Bill Miller

Mar. 24, 2011

Bill Miller is famous for being the only fund manager that has been able to outperform S&P500 for 15 years in a row. He is the Portfolio Manager at Legg Mason Value Trust (LMVTX) and since the beginning until 2008 his fund has earned 15.25% annual average total mutual fund returns. A buy-and-hold investor, Miller invests primarily by purchasing large-capitalization stocks at large discounts to his assessment of their intrinsic value. When valuing companies, Miller looks at the present value of future cash flows. He uses his multi-factor valuation analysis to buy securities priced by the market at significant discounts to their intrinsic value. He keeps his focus more on cash earnings rather than accounting-based valuation measures. 

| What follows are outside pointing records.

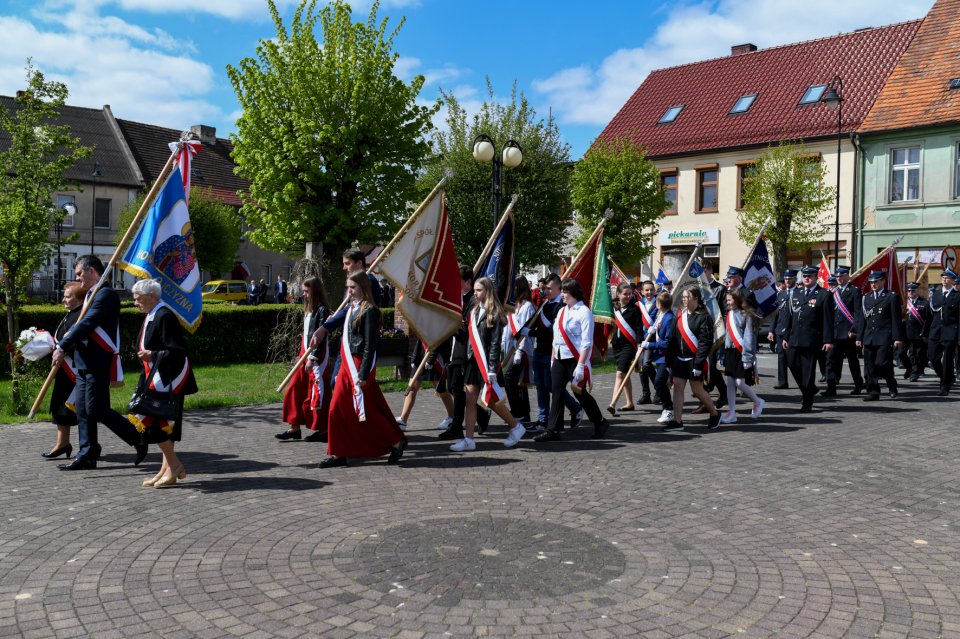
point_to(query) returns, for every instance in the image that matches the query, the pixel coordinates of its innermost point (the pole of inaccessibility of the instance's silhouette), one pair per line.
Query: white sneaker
(464, 445)
(516, 434)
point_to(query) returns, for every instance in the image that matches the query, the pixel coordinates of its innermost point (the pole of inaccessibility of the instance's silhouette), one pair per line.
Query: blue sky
(163, 61)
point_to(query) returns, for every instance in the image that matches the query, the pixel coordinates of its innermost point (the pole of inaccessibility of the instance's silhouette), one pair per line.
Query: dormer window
(743, 104)
(813, 94)
(670, 115)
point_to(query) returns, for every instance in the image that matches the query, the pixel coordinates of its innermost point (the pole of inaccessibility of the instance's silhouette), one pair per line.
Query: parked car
(225, 291)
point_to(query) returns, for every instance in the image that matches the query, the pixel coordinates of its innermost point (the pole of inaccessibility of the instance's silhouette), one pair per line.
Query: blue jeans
(543, 381)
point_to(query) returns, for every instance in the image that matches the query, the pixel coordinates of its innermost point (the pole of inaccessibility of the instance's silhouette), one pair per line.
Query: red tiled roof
(918, 91)
(779, 76)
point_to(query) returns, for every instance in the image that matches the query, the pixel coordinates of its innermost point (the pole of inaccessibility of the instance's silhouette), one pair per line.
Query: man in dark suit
(89, 343)
(847, 300)
(809, 330)
(880, 333)
(944, 330)
(779, 331)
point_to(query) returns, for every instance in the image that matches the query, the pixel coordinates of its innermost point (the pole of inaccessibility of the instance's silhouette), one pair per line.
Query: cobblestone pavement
(840, 523)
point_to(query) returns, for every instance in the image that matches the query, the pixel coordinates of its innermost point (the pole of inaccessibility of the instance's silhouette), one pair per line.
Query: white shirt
(578, 324)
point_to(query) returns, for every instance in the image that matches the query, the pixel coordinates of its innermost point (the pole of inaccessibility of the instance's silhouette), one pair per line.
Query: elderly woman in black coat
(162, 349)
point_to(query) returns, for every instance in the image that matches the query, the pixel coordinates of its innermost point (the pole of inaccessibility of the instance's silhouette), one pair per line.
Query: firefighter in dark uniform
(880, 332)
(779, 332)
(809, 331)
(917, 321)
(846, 301)
(944, 330)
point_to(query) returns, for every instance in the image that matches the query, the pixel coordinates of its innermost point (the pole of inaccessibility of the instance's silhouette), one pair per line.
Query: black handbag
(153, 403)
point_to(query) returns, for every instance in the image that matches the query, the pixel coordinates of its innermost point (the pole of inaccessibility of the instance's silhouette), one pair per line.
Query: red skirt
(300, 405)
(348, 436)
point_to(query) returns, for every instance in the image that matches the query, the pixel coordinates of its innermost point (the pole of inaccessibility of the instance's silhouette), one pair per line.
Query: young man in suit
(91, 341)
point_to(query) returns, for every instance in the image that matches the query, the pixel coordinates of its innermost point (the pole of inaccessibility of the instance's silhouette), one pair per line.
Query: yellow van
(225, 291)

In a CNBC interview from Oct 20, 2010 he comments that he'd be surprised if the market isn't 20% up within the next 12 months. When asked to compare the current situation with that in 1981 he says it is worse now. It is worse not only because we haven’t had 10 years of no return but also because we’ve had two recessions and the biggest financial collapse and that has shattered people's confidence. The public is not interested in lower prices, he continues, and the lower the prices get the less interested they will be. Miller advises that this is the best time to invest since the early 1980s: “The last 10 years have conditioned people to think short-term and tactically as opposed to long-term; everybody wanted to think long-term in 1999 and that was the wrong time to think long term because things were expensive; now things are cheap and it's time to go back to thinking long term. […] The demographics is an important part of where the market is going to go. [...] I think what you're looking at in the stock market over the next 10 years is real rates of return - somewhere between 6% and 10%. Every time you've had the market down on a ten year basis, the average rate of return has been 50% higher than the long-term historic rate of return.”